AUSTRAC’s Approach: A Contradiction Worth Noting

AUSTRAC has committed to developing AML/CTF starter kits, specifically for small businesses in Tranche 2 sectors. These kits are designed to provide simplified, low-complexity AML/CTF programs designed for entities with lower risk profiles. Yet this pragmatic initiative appears to conflict with AUSTRAC’s earlier guidance cautioning against template solutions. AUSTRAC itself has previously stated: ‘AUSTRAC recommends you avoid using template or global AML/CTF programs (which are not Australia-specific).’

This apparent contradiction reflects the challenge of balancing practicality with effectiveness. While AUSTRAC rightly cautions against generic solutions, its support for Tranche 2 starter kits acknowledges that small businesses require cost-effective, workable frameworks. The key lies in ensuring that any template, whether provided by AUSTRAC or a third party, is carefully tailored to the specific risk profile of the business to achieve compliance in an environment that demands a risk-based approach.

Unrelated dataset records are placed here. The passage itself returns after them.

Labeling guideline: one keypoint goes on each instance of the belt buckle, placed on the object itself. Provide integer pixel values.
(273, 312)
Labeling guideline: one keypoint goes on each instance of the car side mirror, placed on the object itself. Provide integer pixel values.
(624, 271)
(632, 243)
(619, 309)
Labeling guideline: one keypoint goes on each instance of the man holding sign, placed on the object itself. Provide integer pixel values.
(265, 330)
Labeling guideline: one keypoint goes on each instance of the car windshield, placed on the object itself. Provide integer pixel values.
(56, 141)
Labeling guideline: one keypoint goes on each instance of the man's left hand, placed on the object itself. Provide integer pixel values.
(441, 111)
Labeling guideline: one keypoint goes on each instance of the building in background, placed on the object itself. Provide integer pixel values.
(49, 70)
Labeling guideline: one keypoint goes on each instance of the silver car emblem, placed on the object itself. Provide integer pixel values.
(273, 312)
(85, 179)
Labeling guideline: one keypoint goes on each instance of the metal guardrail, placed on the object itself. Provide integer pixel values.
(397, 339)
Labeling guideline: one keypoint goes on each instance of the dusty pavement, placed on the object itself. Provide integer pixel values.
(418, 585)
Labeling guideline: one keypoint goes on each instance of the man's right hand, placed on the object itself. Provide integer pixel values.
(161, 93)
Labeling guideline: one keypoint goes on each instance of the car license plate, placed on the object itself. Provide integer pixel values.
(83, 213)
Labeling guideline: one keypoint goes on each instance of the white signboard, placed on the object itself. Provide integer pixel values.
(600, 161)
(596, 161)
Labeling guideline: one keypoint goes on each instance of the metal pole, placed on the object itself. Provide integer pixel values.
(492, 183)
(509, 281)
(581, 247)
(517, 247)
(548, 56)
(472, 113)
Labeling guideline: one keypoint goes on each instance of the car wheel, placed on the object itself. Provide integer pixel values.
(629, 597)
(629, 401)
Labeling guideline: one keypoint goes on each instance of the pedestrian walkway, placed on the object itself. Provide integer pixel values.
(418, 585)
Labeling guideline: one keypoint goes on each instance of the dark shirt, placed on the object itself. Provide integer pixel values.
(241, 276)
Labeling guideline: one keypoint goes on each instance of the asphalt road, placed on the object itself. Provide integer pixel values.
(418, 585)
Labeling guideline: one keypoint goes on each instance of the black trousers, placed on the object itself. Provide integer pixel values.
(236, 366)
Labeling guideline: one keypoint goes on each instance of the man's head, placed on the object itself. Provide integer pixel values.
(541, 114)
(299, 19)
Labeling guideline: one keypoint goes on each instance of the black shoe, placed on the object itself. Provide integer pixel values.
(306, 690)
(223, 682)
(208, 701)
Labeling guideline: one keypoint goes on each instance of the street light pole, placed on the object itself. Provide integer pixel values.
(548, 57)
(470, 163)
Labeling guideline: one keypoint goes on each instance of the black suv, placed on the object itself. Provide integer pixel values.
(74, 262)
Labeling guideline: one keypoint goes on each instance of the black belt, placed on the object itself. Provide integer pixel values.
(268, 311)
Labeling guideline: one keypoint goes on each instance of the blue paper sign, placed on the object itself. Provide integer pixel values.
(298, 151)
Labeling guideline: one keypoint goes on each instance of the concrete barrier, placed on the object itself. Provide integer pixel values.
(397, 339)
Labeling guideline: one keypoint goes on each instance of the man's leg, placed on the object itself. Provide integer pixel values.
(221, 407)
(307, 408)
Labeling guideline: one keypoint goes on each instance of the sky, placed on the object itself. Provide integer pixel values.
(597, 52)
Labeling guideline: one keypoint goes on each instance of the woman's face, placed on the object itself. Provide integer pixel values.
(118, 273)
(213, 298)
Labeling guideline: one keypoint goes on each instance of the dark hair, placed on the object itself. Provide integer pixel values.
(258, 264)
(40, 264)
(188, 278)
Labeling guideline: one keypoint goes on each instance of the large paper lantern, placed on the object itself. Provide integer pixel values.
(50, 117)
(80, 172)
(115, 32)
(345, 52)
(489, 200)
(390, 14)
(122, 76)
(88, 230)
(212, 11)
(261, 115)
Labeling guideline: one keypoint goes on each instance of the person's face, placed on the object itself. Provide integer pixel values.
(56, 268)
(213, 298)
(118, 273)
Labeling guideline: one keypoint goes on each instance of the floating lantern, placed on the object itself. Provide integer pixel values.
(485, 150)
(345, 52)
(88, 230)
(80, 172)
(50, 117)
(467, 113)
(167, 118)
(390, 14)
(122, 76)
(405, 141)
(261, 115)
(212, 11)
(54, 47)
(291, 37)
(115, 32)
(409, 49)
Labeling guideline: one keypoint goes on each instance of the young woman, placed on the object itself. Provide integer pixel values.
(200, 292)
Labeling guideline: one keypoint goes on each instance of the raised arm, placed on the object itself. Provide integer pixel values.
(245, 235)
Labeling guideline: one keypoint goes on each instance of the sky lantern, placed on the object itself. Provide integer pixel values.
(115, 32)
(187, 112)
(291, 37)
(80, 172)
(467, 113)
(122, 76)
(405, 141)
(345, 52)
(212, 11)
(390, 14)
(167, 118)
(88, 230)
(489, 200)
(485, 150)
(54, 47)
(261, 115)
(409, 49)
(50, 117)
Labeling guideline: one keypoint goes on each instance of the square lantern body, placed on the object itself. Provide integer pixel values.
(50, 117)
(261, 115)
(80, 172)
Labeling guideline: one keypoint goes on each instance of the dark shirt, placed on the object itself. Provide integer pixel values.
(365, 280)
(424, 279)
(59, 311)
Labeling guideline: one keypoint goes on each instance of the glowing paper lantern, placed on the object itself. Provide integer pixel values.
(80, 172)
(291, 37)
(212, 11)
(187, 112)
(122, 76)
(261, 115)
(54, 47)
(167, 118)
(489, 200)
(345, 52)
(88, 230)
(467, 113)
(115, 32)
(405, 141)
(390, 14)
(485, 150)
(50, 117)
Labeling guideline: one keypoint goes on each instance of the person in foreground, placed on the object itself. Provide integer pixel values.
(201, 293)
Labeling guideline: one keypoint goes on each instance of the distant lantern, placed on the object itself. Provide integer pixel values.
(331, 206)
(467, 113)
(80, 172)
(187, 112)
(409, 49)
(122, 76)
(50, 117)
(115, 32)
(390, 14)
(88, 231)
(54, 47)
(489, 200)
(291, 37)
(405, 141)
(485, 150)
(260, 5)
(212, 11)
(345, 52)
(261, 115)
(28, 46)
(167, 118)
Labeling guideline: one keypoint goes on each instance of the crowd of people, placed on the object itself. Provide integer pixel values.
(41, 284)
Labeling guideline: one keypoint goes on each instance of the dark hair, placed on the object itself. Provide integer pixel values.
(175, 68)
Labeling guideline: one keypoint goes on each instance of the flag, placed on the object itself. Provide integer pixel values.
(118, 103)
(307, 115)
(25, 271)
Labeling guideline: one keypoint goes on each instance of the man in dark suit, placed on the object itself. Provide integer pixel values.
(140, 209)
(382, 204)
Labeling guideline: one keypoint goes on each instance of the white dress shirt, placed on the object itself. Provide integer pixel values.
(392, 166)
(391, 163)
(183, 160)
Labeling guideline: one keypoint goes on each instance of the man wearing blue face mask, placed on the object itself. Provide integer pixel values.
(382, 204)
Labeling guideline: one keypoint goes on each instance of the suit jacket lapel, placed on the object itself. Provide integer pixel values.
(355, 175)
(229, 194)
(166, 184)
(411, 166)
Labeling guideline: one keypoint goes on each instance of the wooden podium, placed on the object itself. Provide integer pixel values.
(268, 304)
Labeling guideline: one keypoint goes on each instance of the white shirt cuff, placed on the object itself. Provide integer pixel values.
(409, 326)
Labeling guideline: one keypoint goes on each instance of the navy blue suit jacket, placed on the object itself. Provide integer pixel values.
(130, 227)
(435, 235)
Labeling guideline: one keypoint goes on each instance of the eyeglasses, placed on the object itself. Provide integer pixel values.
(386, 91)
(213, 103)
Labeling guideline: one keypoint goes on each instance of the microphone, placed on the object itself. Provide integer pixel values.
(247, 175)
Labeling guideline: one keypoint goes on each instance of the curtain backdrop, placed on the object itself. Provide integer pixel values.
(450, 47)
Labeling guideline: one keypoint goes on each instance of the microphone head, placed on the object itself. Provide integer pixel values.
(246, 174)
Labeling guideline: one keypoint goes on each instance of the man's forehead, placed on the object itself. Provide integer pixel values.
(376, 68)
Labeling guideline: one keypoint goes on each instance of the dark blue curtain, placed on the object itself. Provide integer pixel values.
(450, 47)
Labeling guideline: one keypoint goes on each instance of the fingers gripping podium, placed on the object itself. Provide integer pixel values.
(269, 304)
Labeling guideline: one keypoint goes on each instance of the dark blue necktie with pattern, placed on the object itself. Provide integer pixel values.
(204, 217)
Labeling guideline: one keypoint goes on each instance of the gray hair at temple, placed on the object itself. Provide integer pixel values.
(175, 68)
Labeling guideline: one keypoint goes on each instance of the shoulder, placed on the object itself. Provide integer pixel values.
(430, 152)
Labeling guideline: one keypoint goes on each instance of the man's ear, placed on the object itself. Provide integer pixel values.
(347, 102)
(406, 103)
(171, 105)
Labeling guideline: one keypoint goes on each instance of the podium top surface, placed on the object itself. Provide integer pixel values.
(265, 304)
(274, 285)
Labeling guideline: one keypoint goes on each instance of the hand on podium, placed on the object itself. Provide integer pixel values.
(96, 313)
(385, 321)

Final Thoughts: Trust and Accountability Matter

Off-the-shelf AML/CTF programs can serve a purpose, particularly for small businesses newly entering the regulated space, such as the Tranche 2 entities. However, these solutions must be genuinely fit-for-purpose, not just recycled templates with a new label.

Ultimately, it’s incumbent on the professionals offering these programs to move beyond the pursuit of a quick sale. They should look to deliver solutions that help businesses meet their obligations in a clear, practical way.

For small businesses navigating AML/CTF obligations, our advice is straightforward: if an off-the-shelf program feels overwhelming, it probably is — and that’s a red flag that should not be ignored.